The research is being led by Shin-Tson Wu, Pegasus Professor of Optics and Photonics and colleagues from Xi'an Modern Chemistry Research Institute in Xi'an China and DIC Corporation in Japan. "When we turn on the car, we want to be certain our GPS is functioning properly and not affected by extreme winter or summer temperatures," said Wu. Wu and his team have come up with three new liquid crystal mixtures that are able to overcome the limitations of current mixtures in extreme high and low temperatures.
Wu says that the mixtures he and his team have devised have a clearing point higher than 100C or 212F and a melting point below -40C. Outside that temperature range, the LCD wouldn't function. The new mixtures contain a combination of a dozen three-ring and four-ring compounds with low molecular weights; the mixture is a eutectic system.

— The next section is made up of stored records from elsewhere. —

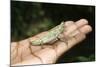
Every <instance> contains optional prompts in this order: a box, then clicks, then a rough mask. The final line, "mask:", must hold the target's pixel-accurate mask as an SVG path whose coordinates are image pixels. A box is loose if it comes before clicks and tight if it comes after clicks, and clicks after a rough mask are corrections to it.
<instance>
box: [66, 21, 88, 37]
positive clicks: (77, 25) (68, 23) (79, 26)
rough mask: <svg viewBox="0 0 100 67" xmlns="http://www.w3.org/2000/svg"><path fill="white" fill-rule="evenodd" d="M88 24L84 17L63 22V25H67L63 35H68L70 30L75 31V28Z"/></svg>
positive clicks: (68, 34) (71, 30) (69, 32)
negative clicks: (75, 21) (63, 34)
mask: <svg viewBox="0 0 100 67" xmlns="http://www.w3.org/2000/svg"><path fill="white" fill-rule="evenodd" d="M86 24H88V21H87V20H85V19H81V20H79V21H76V22H75V23H74V22H72V21H68V22H66V23H65V26H68V27H66V28H65V32H64V35H66V36H68V35H69V34H70V33H71V32H73V31H75V30H76V29H78V28H80V27H82V26H84V25H86Z"/></svg>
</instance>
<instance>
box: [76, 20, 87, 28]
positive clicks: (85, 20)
mask: <svg viewBox="0 0 100 67" xmlns="http://www.w3.org/2000/svg"><path fill="white" fill-rule="evenodd" d="M75 24H76V25H77V26H78V28H79V27H82V26H84V25H86V24H88V21H87V20H86V19H80V20H78V21H76V22H75Z"/></svg>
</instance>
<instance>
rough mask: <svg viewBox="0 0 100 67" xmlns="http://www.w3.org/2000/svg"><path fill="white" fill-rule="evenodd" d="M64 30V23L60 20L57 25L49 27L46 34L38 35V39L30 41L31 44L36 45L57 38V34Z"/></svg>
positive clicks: (59, 34)
mask: <svg viewBox="0 0 100 67" xmlns="http://www.w3.org/2000/svg"><path fill="white" fill-rule="evenodd" d="M63 30H64V23H63V22H62V23H61V24H60V25H57V26H56V27H54V28H52V29H50V30H49V31H48V32H47V34H45V35H44V36H41V37H39V38H38V39H36V40H34V41H32V42H31V43H32V45H34V46H38V45H43V44H45V43H49V42H50V41H52V40H55V39H57V38H58V36H59V35H60V34H61V33H62V32H63Z"/></svg>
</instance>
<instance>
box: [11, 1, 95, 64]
mask: <svg viewBox="0 0 100 67" xmlns="http://www.w3.org/2000/svg"><path fill="white" fill-rule="evenodd" d="M81 18H85V19H87V20H88V21H89V25H91V26H92V28H93V31H92V32H91V33H89V34H88V35H87V38H86V39H85V40H84V41H83V42H81V43H79V44H81V45H76V46H75V47H73V48H72V49H71V50H69V51H68V52H66V53H65V54H63V55H62V56H61V57H60V58H59V59H58V61H57V63H71V62H86V61H95V6H89V5H70V4H56V3H37V2H24V1H22V2H21V1H11V42H12V41H19V40H22V39H25V38H28V37H30V36H33V35H36V34H38V33H40V32H43V31H46V30H49V29H51V28H52V27H54V26H56V25H58V24H60V22H61V21H67V20H68V21H69V20H72V21H77V20H79V19H81Z"/></svg>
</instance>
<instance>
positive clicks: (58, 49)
mask: <svg viewBox="0 0 100 67" xmlns="http://www.w3.org/2000/svg"><path fill="white" fill-rule="evenodd" d="M84 39H85V35H84V34H78V35H77V36H76V38H70V39H69V40H67V41H66V42H67V43H65V42H60V41H59V42H57V43H55V44H54V45H57V46H56V47H55V50H56V52H57V57H59V56H60V55H62V54H63V53H64V52H66V51H68V50H69V49H71V48H72V47H73V46H75V45H76V44H77V43H79V42H81V41H82V40H84Z"/></svg>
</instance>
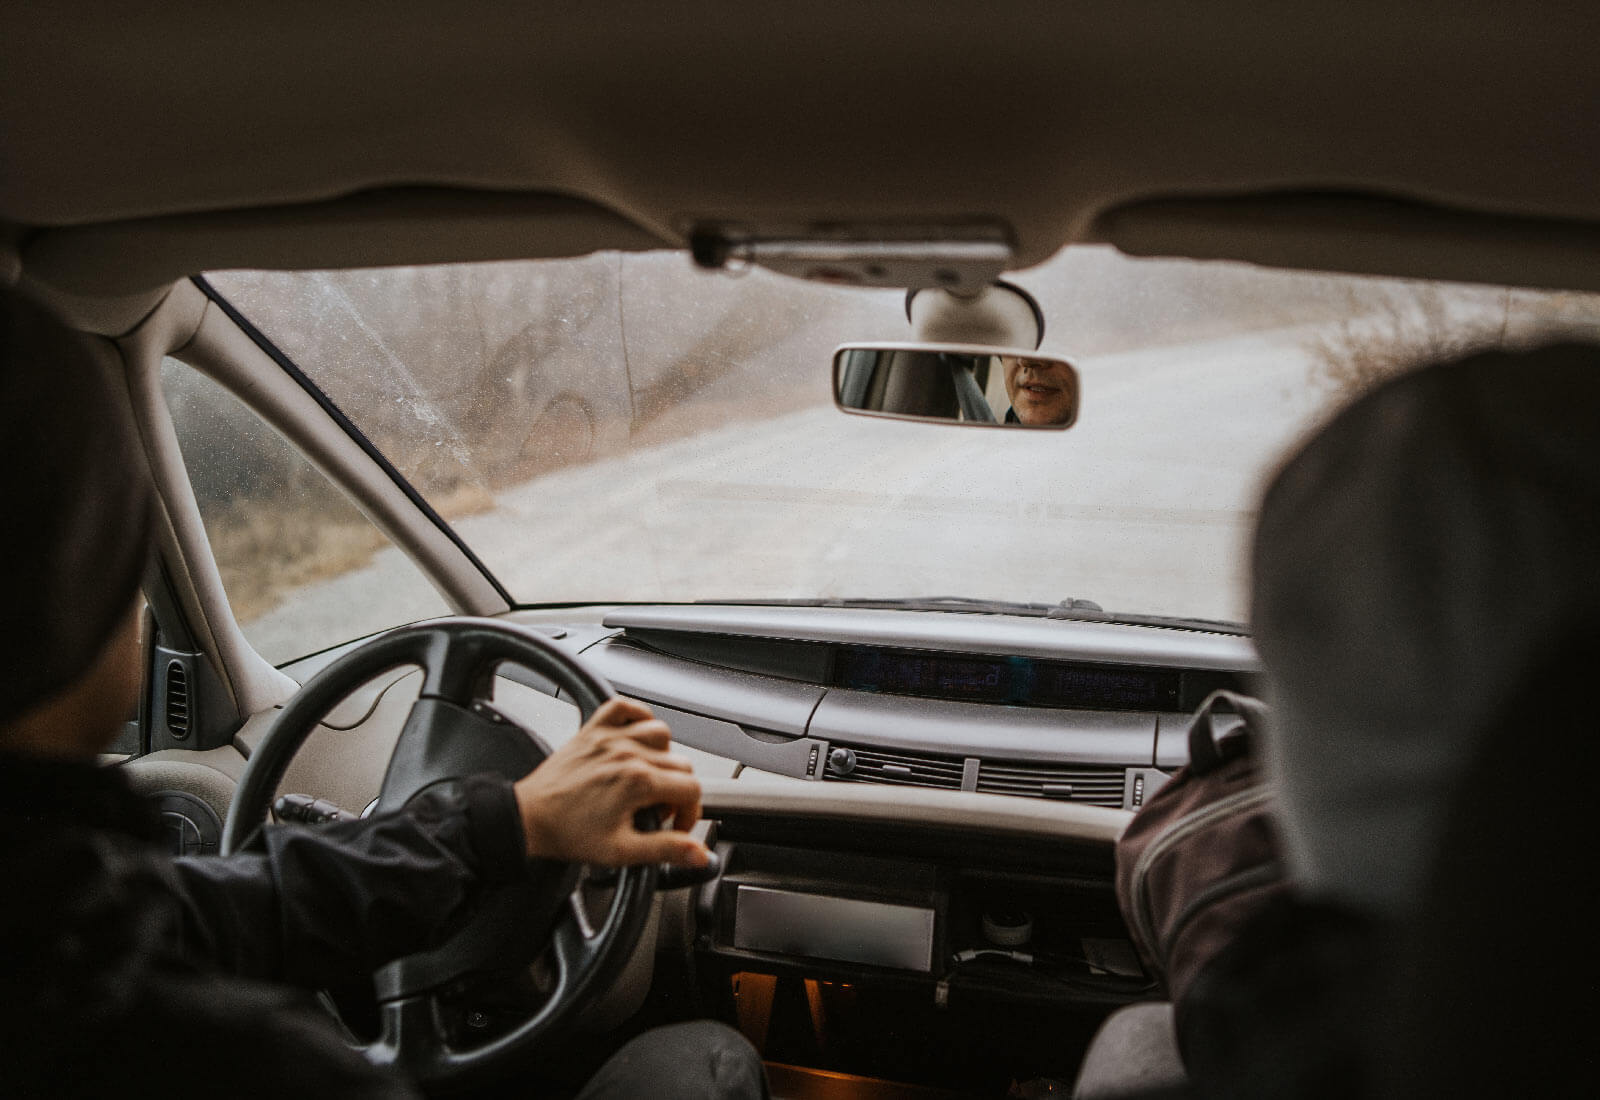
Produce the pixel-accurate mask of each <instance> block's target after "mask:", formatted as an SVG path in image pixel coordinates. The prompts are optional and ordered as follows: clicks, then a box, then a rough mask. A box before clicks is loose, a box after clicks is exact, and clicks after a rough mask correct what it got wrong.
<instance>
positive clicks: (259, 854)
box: [0, 756, 525, 1097]
mask: <svg viewBox="0 0 1600 1100" xmlns="http://www.w3.org/2000/svg"><path fill="white" fill-rule="evenodd" d="M158 838H160V822H158V815H157V814H155V811H154V807H152V806H150V804H149V803H147V801H144V799H141V798H138V796H136V795H133V793H131V790H130V788H128V785H126V780H125V779H123V775H122V774H118V772H117V771H115V769H104V767H94V766H88V764H56V763H40V761H30V759H21V758H13V756H0V868H3V871H5V886H3V895H0V945H3V947H0V958H3V959H5V963H3V964H0V1036H3V1038H0V1044H3V1046H0V1050H3V1052H0V1090H3V1092H5V1094H6V1095H19V1097H21V1095H114V1094H117V1095H162V1097H182V1095H251V1097H254V1095H272V1097H294V1095H323V1097H360V1095H374V1097H376V1095H382V1097H394V1095H408V1094H410V1086H408V1084H406V1082H405V1081H402V1079H397V1078H394V1076H390V1074H387V1073H382V1071H379V1070H374V1068H373V1066H370V1065H368V1063H366V1060H365V1058H362V1057H360V1055H358V1054H355V1052H354V1050H352V1049H350V1047H349V1046H346V1042H344V1039H342V1038H341V1033H339V1031H338V1028H336V1026H334V1025H333V1022H331V1020H330V1017H328V1015H326V1014H325V1012H323V1010H322V1009H320V1007H318V1006H317V1004H315V1002H314V999H312V998H310V994H309V993H306V991H304V990H310V988H318V986H334V985H341V983H346V982H349V980H350V978H358V977H360V975H366V974H370V972H371V970H373V969H374V967H376V966H379V964H382V963H386V961H389V959H394V958H398V956H402V955H408V953H413V951H418V950H422V948H427V947H432V945H435V943H438V942H442V940H443V939H445V937H446V935H448V932H450V931H451V929H453V927H454V926H456V924H458V923H459V921H461V918H464V916H466V913H467V911H469V908H470V905H472V899H474V895H475V894H477V891H478V889H480V887H483V886H490V884H496V883H502V881H510V879H512V878H515V876H518V875H522V873H525V859H523V839H522V825H520V822H518V817H517V807H515V799H514V796H512V791H510V785H509V783H507V782H504V780H499V779H488V777H478V779H472V780H467V782H466V783H462V787H461V790H459V791H456V793H453V795H424V796H422V798H418V799H414V801H413V803H411V806H408V807H406V809H405V811H402V812H398V814H387V815H382V817H373V819H368V820H360V822H346V823H338V825H325V827H317V828H312V827H274V828H267V830H264V831H262V836H261V838H259V839H258V843H256V844H254V847H253V849H250V851H245V852H240V854H235V855H230V857H226V859H224V857H197V859H179V860H173V859H170V857H168V855H166V854H165V852H163V851H162V849H160V846H158ZM285 983H290V985H298V986H302V988H301V990H296V988H290V985H285Z"/></svg>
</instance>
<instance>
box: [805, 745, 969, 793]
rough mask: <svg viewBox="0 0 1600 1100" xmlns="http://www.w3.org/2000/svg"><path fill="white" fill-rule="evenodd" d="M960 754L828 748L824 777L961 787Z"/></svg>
mask: <svg viewBox="0 0 1600 1100" xmlns="http://www.w3.org/2000/svg"><path fill="white" fill-rule="evenodd" d="M963 769H965V761H963V759H962V758H960V756H933V755H925V753H886V751H883V750H882V748H846V747H843V745H835V747H834V748H832V751H829V763H827V769H826V771H824V774H822V779H830V780H835V782H850V783H894V785H899V787H944V788H946V790H962V771H963Z"/></svg>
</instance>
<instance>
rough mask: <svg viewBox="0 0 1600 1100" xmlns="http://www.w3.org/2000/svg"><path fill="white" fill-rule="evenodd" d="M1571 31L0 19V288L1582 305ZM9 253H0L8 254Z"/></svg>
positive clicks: (179, 3) (1581, 98)
mask: <svg viewBox="0 0 1600 1100" xmlns="http://www.w3.org/2000/svg"><path fill="white" fill-rule="evenodd" d="M1597 30H1600V14H1597V10H1595V5H1592V3H1589V2H1582V3H1555V5H1538V6H1533V5H1507V3H1490V2H1488V0H1453V2H1450V3H1397V2H1394V0H1389V2H1382V0H1378V2H1374V0H1346V2H1342V3H1330V2H1325V3H1318V5H1302V3H1290V2H1283V0H1278V2H1277V3H1259V2H1258V3H1243V2H1240V0H1210V2H1208V3H1192V2H1189V0H1160V2H1157V0H1142V2H1141V0H1077V2H1075V3H1064V2H1061V0H1043V2H1011V0H989V2H986V3H939V2H936V0H877V2H875V3H861V2H859V0H850V2H824V3H808V5H798V3H790V5H766V3H749V2H747V0H744V2H731V3H730V2H725V3H710V2H704V0H701V2H683V3H654V2H651V3H640V2H622V3H603V2H590V3H530V2H528V0H520V2H517V3H507V2H496V3H477V5H437V3H432V5H430V3H421V2H419V0H395V2H392V3H386V5H349V3H344V5H336V3H326V2H314V3H310V2H304V0H290V2H282V3H275V5H256V6H251V8H248V10H245V8H238V6H234V5H218V3H214V0H210V2H206V3H192V2H187V0H186V2H173V3H165V5H138V6H128V5H122V3H104V2H101V3H70V0H69V2H62V3H53V5H21V3H13V5H6V8H5V11H3V13H0V70H3V72H5V86H6V94H5V96H3V99H0V257H3V264H0V270H5V272H6V273H8V275H10V277H11V278H18V277H19V275H21V278H24V280H26V281H32V283H34V285H37V286H40V288H43V289H46V291H56V293H61V294H69V296H78V297H82V299H88V301H94V299H112V297H117V296H130V294H138V293H142V291H150V289H154V288H160V286H165V285H168V283H170V281H171V280H174V278H179V277H182V275H187V273H192V272H197V270H205V269H219V267H291V269H293V267H350V265H373V264H400V262H438V261H453V259H502V257H515V256H563V254H581V253H587V251H594V249H597V248H627V249H637V248H650V246H682V245H683V243H685V241H686V238H688V235H690V232H691V230H693V229H694V227H696V225H706V224H723V225H738V227H742V229H746V230H750V232H755V233H770V235H795V233H798V235H805V233H808V232H816V230H818V227H826V225H838V224H856V225H878V227H882V225H885V224H930V225H971V224H981V225H994V227H997V229H1000V230H1002V232H1005V233H1006V235H1010V238H1011V241H1013V243H1014V246H1016V256H1018V265H1026V264H1034V262H1038V261H1042V259H1045V257H1046V256H1050V254H1051V253H1054V251H1056V249H1058V248H1059V246H1061V245H1064V243H1067V241H1094V240H1099V241H1110V243H1115V245H1118V246H1120V248H1123V249H1125V251H1130V253H1134V254H1174V256H1200V257H1235V259H1246V261H1258V262H1269V264H1283V265H1294V267H1322V269H1334V270H1368V272H1381V273H1405V275H1427V277H1442V278H1482V280H1486V281H1509V283H1525V285H1542V286H1571V288H1581V289H1600V259H1597V257H1600V66H1597V64H1595V42H1597V40H1600V35H1597ZM6 253H8V254H6Z"/></svg>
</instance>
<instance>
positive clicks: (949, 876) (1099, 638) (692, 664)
mask: <svg viewBox="0 0 1600 1100" xmlns="http://www.w3.org/2000/svg"><path fill="white" fill-rule="evenodd" d="M544 617H546V616H544V614H541V616H539V619H544ZM530 625H536V627H541V624H536V622H530ZM541 628H546V630H552V627H550V625H549V624H542V627H541ZM554 628H555V630H563V632H566V633H565V636H563V638H562V640H560V641H562V643H563V644H571V646H573V648H574V649H576V651H578V652H581V654H582V657H584V659H586V660H587V662H589V664H590V667H594V668H595V670H598V672H600V673H602V675H605V676H606V678H608V680H610V681H611V683H613V684H614V686H616V688H618V689H619V691H621V692H624V694H629V695H634V697H638V699H645V700H646V702H650V703H651V707H653V708H654V710H656V713H658V715H659V716H662V718H666V719H667V723H669V724H670V726H672V729H674V737H675V739H677V742H678V743H680V745H682V747H686V748H688V750H691V751H693V753H696V759H698V761H701V763H710V761H714V759H715V761H734V764H733V767H731V769H730V771H728V772H726V774H725V777H723V775H722V774H715V772H712V771H710V769H709V767H701V771H702V785H704V804H706V814H707V819H709V822H710V823H709V827H707V831H709V836H707V839H709V841H710V843H712V844H714V846H715V849H717V851H718V854H720V855H722V862H723V870H722V875H720V876H718V878H717V879H715V881H712V883H707V884H704V886H701V887H698V889H696V891H693V892H690V894H686V895H683V897H680V899H675V900H674V902H672V903H674V905H675V908H677V916H675V918H674V919H672V921H670V931H669V934H667V935H666V937H664V939H662V940H661V942H662V943H670V945H674V950H675V951H680V953H682V959H683V967H685V982H686V985H688V986H690V988H691V990H693V991H694V993H693V996H694V998H696V999H698V1006H699V1010H701V1012H709V1014H712V1015H717V1017H720V1018H725V1020H728V1022H734V1023H738V1025H739V1028H741V1030H742V1031H744V1033H746V1034H747V1036H749V1038H750V1039H752V1041H755V1042H757V1046H758V1047H760V1049H762V1052H763V1055H765V1057H766V1058H768V1062H770V1065H771V1066H773V1071H774V1073H778V1074H789V1079H787V1084H786V1087H787V1089H789V1090H792V1092H794V1094H795V1095H810V1094H811V1092H808V1089H806V1087H805V1086H808V1084H811V1086H814V1084H816V1082H814V1081H813V1079H811V1078H810V1076H806V1074H813V1073H816V1071H818V1068H821V1070H822V1071H826V1073H834V1074H837V1073H846V1074H862V1076H861V1078H859V1079H858V1081H856V1086H854V1087H853V1090H848V1092H840V1095H877V1094H875V1092H874V1087H877V1086H874V1084H872V1082H883V1081H899V1082H906V1081H912V1082H920V1084H922V1086H928V1084H934V1082H938V1084H942V1086H957V1087H958V1089H962V1090H970V1092H971V1094H978V1095H986V1094H990V1090H995V1092H1003V1090H1005V1087H1008V1081H1002V1079H1000V1076H1005V1078H1008V1079H1010V1082H1022V1081H1040V1082H1070V1079H1072V1076H1074V1071H1075V1066H1077V1062H1078V1057H1080V1050H1082V1047H1083V1044H1086V1041H1088V1038H1090V1036H1091V1034H1093V1030H1094V1026H1096V1025H1098V1023H1099V1020H1101V1018H1104V1015H1106V1014H1107V1012H1109V1010H1110V1009H1114V1007H1117V1006H1120V1004H1126V1002H1130V1001H1134V999H1142V998H1149V996H1154V991H1155V985H1154V982H1152V978H1150V975H1147V974H1146V970H1144V967H1142V964H1141V961H1139V958H1138V955H1136V953H1134V950H1133V947H1131V943H1130V940H1128V934H1126V929H1125V926H1123V921H1122V916H1120V913H1118V910H1117V903H1115V894H1114V887H1112V879H1114V860H1112V852H1114V844H1115V838H1117V836H1118V835H1120V831H1122V828H1123V825H1125V823H1126V820H1128V817H1130V812H1131V811H1134V809H1138V807H1139V806H1141V804H1142V803H1144V801H1146V799H1147V798H1149V796H1150V795H1154V793H1155V790H1158V788H1160V785H1162V783H1163V782H1165V780H1166V779H1168V775H1170V774H1171V771H1173V769H1176V767H1178V766H1181V764H1182V763H1184V761H1186V758H1187V747H1186V732H1187V724H1189V715H1190V713H1192V710H1194V708H1195V707H1197V705H1198V703H1200V700H1202V699H1203V697H1205V695H1206V694H1210V692H1211V691H1216V689H1219V688H1234V689H1246V691H1248V689H1250V683H1251V678H1253V675H1254V672H1256V668H1258V665H1256V657H1254V651H1253V648H1251V646H1250V643H1248V640H1245V638H1242V636H1237V635H1234V633H1222V632H1206V630H1200V628H1162V627H1149V625H1126V624H1112V622H1080V620H1061V619H1038V617H1022V616H1006V614H952V612H917V611H894V609H870V608H814V606H739V604H672V606H629V608H616V609H611V611H608V612H606V614H605V616H603V617H602V619H600V622H598V624H592V625H589V627H574V625H571V624H568V625H563V627H554ZM523 683H525V686H531V688H541V686H539V684H536V683H531V680H528V678H525V680H523ZM546 688H547V686H546ZM998 1066H1005V1073H1002V1074H998V1076H997V1068H998ZM795 1074H800V1076H795ZM813 1092H814V1090H813ZM818 1095H819V1094H818ZM885 1095H888V1094H885Z"/></svg>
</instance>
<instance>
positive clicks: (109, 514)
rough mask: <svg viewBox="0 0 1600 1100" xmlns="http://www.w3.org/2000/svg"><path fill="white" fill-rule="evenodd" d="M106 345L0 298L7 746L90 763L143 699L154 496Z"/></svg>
mask: <svg viewBox="0 0 1600 1100" xmlns="http://www.w3.org/2000/svg"><path fill="white" fill-rule="evenodd" d="M118 379H120V373H118V371H117V363H115V352H114V349H112V345H110V344H109V342H107V341H101V339H96V337H90V336H83V334H80V333H74V331H72V329H69V328H66V326H64V325H61V323H59V321H58V320H54V318H53V317H51V315H50V313H46V312H45V310H43V309H40V307H37V305H34V304H32V302H29V301H26V299H22V297H21V296H18V294H16V293H13V291H0V516H3V520H5V536H3V537H0V584H3V585H5V588H6V595H5V608H6V614H5V630H0V670H3V672H0V748H6V750H10V751H21V753H26V755H34V756H67V758H88V756H93V755H94V753H96V751H99V750H101V747H102V745H104V743H107V740H109V737H110V735H112V734H114V732H115V727H117V724H118V723H120V721H122V719H123V718H126V711H128V710H130V708H131V707H133V700H134V699H136V692H138V654H136V651H134V638H136V632H138V627H136V616H134V608H136V595H138V587H139V579H141V576H142V572H144V566H146V560H147V540H149V516H150V492H149V488H147V480H146V473H144V470H146V464H144V459H142V456H141V454H139V449H138V446H136V436H134V428H133V424H131V416H130V411H128V400H126V395H125V393H123V392H120V390H118Z"/></svg>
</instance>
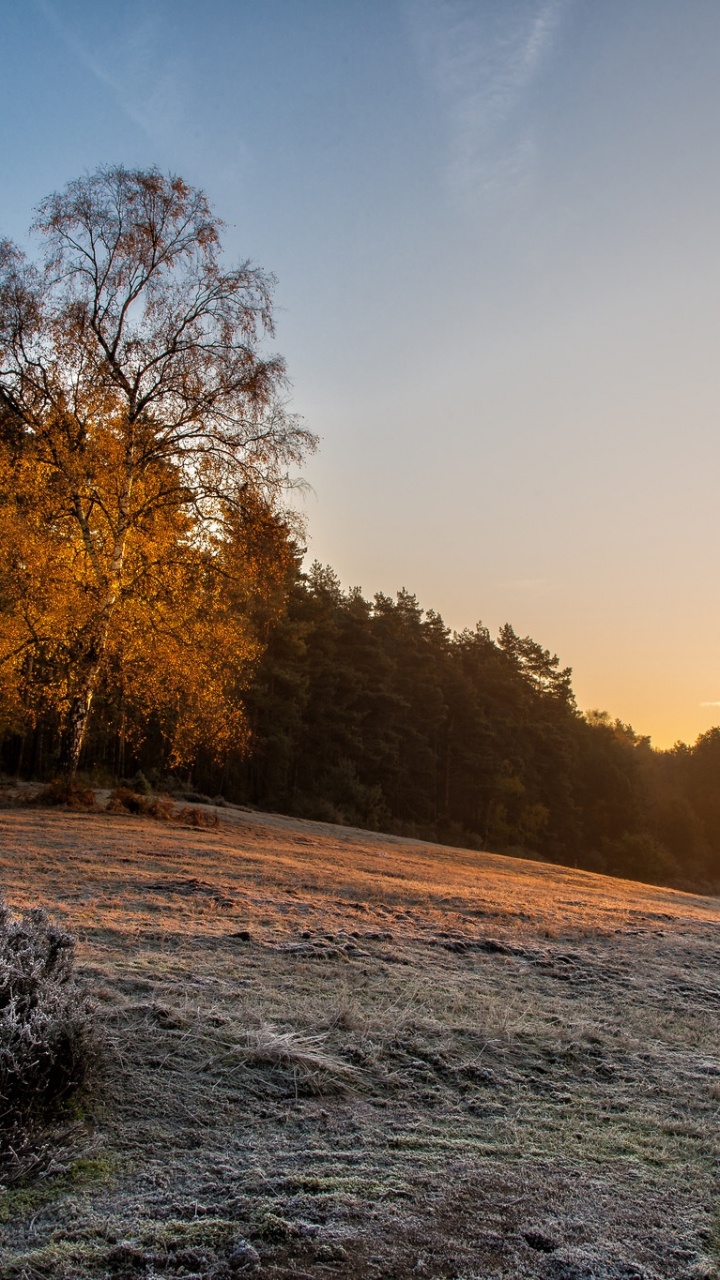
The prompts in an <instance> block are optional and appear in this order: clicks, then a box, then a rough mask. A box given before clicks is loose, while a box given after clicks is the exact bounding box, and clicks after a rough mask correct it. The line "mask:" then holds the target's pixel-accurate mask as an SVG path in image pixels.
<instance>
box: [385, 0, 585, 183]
mask: <svg viewBox="0 0 720 1280" xmlns="http://www.w3.org/2000/svg"><path fill="white" fill-rule="evenodd" d="M571 4H573V0H512V3H500V0H406V12H407V14H409V19H410V26H411V31H413V36H414V40H415V45H416V49H418V54H419V59H420V65H421V68H423V70H424V73H425V74H427V76H428V78H429V81H430V83H432V84H433V87H434V90H436V92H437V93H438V97H439V100H441V102H442V105H443V109H445V111H446V115H447V120H448V124H450V157H448V164H447V180H448V184H450V188H451V192H452V195H454V196H455V198H457V200H460V201H461V202H465V201H468V200H469V198H473V197H475V196H477V195H478V193H482V192H483V191H487V189H488V188H495V187H498V186H501V187H506V186H507V184H518V183H520V182H523V180H525V179H527V177H528V174H529V173H530V172H532V168H533V164H534V161H536V156H537V145H536V141H534V132H533V127H532V122H530V120H529V118H528V114H527V113H523V111H521V108H523V105H524V104H525V100H527V97H528V95H529V91H530V88H532V86H533V84H534V82H536V81H537V79H538V77H539V74H541V72H542V69H543V67H544V65H546V64H547V59H548V55H550V52H551V51H552V47H553V44H555V40H556V37H557V32H559V28H560V24H561V20H562V18H564V15H565V13H566V12H568V9H569V6H570V5H571Z"/></svg>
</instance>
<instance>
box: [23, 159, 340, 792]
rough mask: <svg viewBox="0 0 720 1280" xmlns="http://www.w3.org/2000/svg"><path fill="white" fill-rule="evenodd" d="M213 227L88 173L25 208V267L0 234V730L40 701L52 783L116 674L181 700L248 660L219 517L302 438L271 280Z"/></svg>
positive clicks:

The mixture is able to maintain a low viscosity in low temperatures.
In Europe, automotive standards dictate that LCDs need a response time for pixel change from one brightness to another of 200ms at -20C and 300ms at -30C to avoid image blurring. The mixture that Wu and his colleagues have invented is able to deliver response times of 10ms in both conditions making it about 20 times faster than the standards dictate.
Another benefit of these new liquid crystal mixtures is the enabling of field-sequential color displays at elevated temperatures offering triple the resolution density and brightness. The increase in brightness and resolution will improve ambient contrast ratio for heads-up displays during daylight hours.
The researchers plan to use the mixtures to develop very thin LCDs in the future that can be integrated into rearview mirrors to eliminate blind spots for drivers and to improve the readability of automotive screens in direct sunlight. I hope that the new materials can also keep GPS screens from dying prematurely when left in a car during the Texas summer.
SOURCE: UCF